Understanding Resonz

I’m trying to wrap my head around the specifics of Resonz.

The paper linked in the help file concludes that the filter should have constant gain with respect to frequency; but I believe this would mean keeping bw constant, which means supercollider’s parameter bwr would have to move in inverse proportion to freq, in order to keep bw and therefore gain constant.

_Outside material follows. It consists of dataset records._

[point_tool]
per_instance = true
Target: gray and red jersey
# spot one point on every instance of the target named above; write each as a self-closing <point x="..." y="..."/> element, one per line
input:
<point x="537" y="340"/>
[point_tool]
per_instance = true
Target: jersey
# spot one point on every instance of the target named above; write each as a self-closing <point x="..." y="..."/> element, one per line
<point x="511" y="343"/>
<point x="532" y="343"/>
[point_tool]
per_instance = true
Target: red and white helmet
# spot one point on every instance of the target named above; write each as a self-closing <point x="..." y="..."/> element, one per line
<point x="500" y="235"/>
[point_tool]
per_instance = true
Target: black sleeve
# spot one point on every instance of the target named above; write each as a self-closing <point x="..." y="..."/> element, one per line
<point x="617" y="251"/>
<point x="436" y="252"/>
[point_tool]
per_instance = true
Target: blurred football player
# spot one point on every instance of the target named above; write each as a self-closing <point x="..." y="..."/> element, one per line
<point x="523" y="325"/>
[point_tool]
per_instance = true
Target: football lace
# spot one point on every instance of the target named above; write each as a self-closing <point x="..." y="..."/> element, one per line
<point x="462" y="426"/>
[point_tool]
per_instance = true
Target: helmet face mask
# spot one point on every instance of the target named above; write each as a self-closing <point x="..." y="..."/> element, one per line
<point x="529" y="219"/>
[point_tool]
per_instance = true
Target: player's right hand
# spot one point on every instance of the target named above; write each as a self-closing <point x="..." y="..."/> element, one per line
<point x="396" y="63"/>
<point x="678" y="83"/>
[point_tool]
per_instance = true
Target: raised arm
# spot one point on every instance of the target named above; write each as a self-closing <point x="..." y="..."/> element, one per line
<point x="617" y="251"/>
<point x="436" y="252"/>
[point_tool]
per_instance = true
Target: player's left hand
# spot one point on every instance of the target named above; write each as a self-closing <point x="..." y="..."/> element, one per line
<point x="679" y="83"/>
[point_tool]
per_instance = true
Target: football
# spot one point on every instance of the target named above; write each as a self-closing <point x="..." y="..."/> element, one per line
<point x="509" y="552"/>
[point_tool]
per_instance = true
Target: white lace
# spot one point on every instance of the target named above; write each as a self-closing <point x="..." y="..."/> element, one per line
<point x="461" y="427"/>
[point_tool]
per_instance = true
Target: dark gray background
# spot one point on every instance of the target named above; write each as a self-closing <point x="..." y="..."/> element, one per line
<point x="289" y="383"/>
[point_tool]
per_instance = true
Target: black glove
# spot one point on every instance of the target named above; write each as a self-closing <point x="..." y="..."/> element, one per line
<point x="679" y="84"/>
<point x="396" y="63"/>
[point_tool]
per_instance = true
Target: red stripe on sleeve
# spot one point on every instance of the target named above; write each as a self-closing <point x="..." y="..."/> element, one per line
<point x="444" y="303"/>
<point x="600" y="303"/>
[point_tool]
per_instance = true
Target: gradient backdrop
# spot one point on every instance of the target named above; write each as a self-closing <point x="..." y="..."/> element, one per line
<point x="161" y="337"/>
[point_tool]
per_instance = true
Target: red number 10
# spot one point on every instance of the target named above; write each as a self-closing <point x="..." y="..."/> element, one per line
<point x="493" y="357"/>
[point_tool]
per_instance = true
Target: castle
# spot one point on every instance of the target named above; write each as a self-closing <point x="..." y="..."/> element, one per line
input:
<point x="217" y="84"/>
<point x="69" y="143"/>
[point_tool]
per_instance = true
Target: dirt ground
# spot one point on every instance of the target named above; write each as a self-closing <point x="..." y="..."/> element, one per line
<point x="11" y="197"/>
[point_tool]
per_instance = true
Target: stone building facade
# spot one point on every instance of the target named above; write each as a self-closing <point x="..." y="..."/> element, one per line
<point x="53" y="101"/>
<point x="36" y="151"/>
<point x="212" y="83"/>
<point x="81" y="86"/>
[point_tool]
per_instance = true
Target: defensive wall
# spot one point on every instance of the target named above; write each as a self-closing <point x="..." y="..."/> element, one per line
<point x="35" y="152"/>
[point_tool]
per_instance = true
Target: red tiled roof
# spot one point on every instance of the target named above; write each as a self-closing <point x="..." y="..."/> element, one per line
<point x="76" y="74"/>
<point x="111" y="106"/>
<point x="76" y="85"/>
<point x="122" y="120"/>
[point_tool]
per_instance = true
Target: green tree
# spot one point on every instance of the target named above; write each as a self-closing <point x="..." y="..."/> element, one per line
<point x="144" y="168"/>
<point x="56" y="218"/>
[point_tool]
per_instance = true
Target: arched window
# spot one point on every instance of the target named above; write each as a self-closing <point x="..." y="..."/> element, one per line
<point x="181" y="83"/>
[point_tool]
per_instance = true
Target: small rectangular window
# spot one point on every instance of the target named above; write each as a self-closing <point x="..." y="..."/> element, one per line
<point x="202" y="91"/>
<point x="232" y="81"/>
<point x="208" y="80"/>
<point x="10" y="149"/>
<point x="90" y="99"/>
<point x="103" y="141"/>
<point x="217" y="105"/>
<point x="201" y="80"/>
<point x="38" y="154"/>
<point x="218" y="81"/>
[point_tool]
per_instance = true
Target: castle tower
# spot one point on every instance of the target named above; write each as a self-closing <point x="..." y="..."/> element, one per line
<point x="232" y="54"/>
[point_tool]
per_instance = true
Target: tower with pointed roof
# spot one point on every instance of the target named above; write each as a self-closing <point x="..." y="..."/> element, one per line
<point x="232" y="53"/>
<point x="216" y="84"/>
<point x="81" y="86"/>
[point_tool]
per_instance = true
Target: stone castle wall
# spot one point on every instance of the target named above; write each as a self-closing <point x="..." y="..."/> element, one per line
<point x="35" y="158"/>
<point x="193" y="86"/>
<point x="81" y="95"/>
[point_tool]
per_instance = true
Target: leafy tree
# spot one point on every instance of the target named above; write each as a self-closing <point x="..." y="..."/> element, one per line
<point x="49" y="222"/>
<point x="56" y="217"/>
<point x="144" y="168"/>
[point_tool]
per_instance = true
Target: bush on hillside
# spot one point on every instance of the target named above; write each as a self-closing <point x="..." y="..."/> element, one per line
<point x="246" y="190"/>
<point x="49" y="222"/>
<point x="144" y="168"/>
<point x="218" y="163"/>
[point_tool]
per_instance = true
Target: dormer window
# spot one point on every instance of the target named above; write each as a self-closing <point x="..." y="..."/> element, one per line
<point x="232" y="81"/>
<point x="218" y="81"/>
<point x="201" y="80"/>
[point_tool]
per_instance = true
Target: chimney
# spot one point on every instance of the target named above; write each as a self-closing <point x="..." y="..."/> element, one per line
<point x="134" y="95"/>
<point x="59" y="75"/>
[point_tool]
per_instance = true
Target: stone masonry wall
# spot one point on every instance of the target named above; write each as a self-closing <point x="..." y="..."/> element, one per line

I’m finding the documentation a little thin. Maybe I’m missing something. The .cpp code is also uncommented. I’ve been looking at pages with all these equations but unfortunately that’s not my forte. Wherever I start reading they seem to have defined some of the variables on a previous page and I’m not ready to dig into a textbook from page one… All I’m trying to do is plot freq vs magnitude response given (constant) params freq and bw! Anyone have a good grasp of this stuff?

I’m not sure what the author of Resonz was getting at either. It doesn’t quite line up with the paper from what I see, but I can derive the filter magnitude response for you with some help from the Z-transform.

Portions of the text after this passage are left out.